— Телескоп.
— Где он его откопал?
— Да он у него шесть лет на полке лежал. Только теперь пригодился.
Женщина вошла в магазин.
— Что там происходит? — поторопили Мамеда, молча смотревшего в телескоп.
— Ничего особенного. Нуры подошел к пожарным, о чем-то разговаривают… Да-а, вид у него довольно мрачный.
Люди с факелами ходили между барханами, зажигали норы, через которые проникал на поверхность газ.
К ночи пески горели сотнями огоньков, посреди которых гудела разверзшаяся земля. Полыхающий факел из скважины упирался в Черное небо.
В штабе по ликвидации фонтана находились Довлетов, Малышев, управляющий строительным трестом Проскурин, Юсуп Бердыев и несколько незнакомых нам лиц.
— Во-первых, просьба к строителям, — сказал Довлетов, — по возможности не отвлекаться на борьбу с фонтаном и заниматься своей основной работой, потому что никакая авария не дает нам права опаздывать со сдачей объекта. Понятно?
— Да, — отозвался Юсуп Бердыев.
Довлетов встал и подошел к доске, какие используют для уроков в школе, взял в руку мел, набросал схему скважины.
— Как вы понимаете, газу в скважине стало тесно, он ищет выхода. В ближайшее время следует ожидать образования грифонов. Естественно, где-нибудь в районе скважины. Здесь вот, здесь… — Он нарисовал мелком на доске фонтанчики. — Газ становится совершенно неуправляемым, и задавить его сверху нет никакой возможности.

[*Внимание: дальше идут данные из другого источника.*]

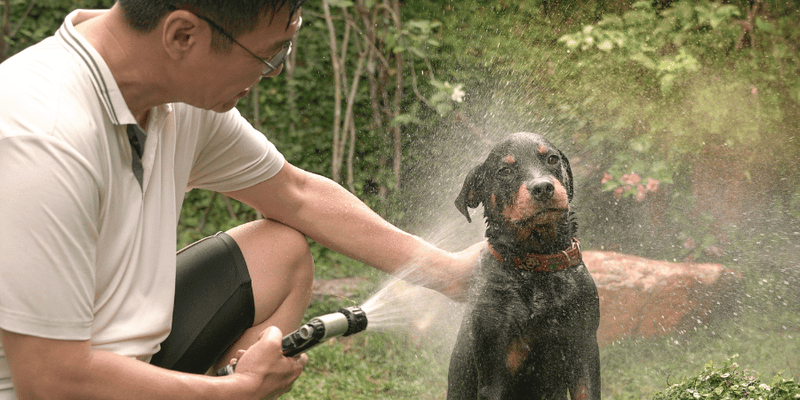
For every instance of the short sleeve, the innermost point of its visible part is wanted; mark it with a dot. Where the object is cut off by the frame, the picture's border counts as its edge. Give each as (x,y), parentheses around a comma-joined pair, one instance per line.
(48,236)
(231,154)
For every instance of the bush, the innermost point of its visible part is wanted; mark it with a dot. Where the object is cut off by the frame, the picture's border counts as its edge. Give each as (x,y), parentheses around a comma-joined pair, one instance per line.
(728,382)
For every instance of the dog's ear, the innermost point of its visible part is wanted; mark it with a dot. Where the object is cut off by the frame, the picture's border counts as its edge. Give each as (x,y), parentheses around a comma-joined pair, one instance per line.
(471,193)
(568,172)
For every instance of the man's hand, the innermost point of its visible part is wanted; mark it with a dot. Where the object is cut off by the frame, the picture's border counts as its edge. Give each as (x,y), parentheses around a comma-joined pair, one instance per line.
(265,366)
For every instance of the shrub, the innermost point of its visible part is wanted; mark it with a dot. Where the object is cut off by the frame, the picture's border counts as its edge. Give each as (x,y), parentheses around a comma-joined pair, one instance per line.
(727,381)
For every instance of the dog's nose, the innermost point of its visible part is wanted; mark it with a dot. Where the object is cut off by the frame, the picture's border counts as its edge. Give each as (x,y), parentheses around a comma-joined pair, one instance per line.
(542,189)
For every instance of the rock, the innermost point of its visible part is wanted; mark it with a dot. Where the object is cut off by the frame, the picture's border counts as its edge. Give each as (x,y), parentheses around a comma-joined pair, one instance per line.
(640,297)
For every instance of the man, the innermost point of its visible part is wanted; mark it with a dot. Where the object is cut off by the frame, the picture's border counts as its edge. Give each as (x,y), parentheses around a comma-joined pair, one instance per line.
(103,128)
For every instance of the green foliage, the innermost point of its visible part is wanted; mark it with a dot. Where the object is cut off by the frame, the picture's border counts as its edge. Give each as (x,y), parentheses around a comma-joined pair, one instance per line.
(726,381)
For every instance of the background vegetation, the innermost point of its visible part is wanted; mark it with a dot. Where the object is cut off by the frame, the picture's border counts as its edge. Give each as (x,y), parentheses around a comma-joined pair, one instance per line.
(681,119)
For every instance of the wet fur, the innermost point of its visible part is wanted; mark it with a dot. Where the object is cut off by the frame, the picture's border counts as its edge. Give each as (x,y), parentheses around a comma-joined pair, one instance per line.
(527,335)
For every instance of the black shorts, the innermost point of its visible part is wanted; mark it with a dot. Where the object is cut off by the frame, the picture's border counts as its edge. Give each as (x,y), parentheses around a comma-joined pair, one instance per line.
(213,305)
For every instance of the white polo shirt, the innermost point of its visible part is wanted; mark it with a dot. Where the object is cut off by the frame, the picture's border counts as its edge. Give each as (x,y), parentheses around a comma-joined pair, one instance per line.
(85,251)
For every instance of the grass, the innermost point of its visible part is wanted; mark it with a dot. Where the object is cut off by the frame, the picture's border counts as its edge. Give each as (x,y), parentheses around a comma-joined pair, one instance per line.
(395,366)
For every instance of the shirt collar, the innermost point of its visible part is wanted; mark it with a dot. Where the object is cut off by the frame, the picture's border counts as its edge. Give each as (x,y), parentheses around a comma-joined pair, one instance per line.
(103,81)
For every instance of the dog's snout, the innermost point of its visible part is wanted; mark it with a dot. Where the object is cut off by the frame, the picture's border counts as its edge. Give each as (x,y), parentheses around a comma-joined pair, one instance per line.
(542,189)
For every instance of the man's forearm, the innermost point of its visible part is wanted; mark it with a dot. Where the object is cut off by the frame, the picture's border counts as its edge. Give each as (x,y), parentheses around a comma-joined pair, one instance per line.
(57,369)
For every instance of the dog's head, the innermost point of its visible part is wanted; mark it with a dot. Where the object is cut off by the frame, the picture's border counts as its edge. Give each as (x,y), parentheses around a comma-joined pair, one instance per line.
(525,185)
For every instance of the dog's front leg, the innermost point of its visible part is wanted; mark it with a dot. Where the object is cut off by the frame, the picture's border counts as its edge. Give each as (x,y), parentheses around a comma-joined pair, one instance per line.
(493,361)
(585,382)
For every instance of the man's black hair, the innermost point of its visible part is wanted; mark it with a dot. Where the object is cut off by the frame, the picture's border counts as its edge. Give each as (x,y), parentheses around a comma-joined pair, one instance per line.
(235,16)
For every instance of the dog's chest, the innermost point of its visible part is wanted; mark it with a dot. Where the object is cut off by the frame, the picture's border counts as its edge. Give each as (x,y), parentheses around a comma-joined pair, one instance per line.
(529,295)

— Придется бурить, — сказал Малышев.
— Вот именно, — подхватил Довлетов. — Надо бурить четыре наклонные скважины одновременно.
— А не дорого? — усомнился Малышев. — Четыре сразу…
— Смешно экономить на спичках, когда теряются миллионы. Двенадцать миллионов кубометров газа в сутки! Столько же за это время потребляет, например, Ленинград! Какой глубины аварийная скважина? Две пятьсот?
— Две тысячи четыреста девяносто пять метров, — подсказал Малышев.
«2495» — обозначил на доске Довлетов.
— Значит, наклонные скважины должны быть пробурены так, чтобы мы могли попасть наклонной скважиной в аварийную, отвести газ в сторону, задавить аварийную и потом закупорить наклонную.
— Хорошо бы, — сказал Бердыев. — Но попробуете попасть в аварийную.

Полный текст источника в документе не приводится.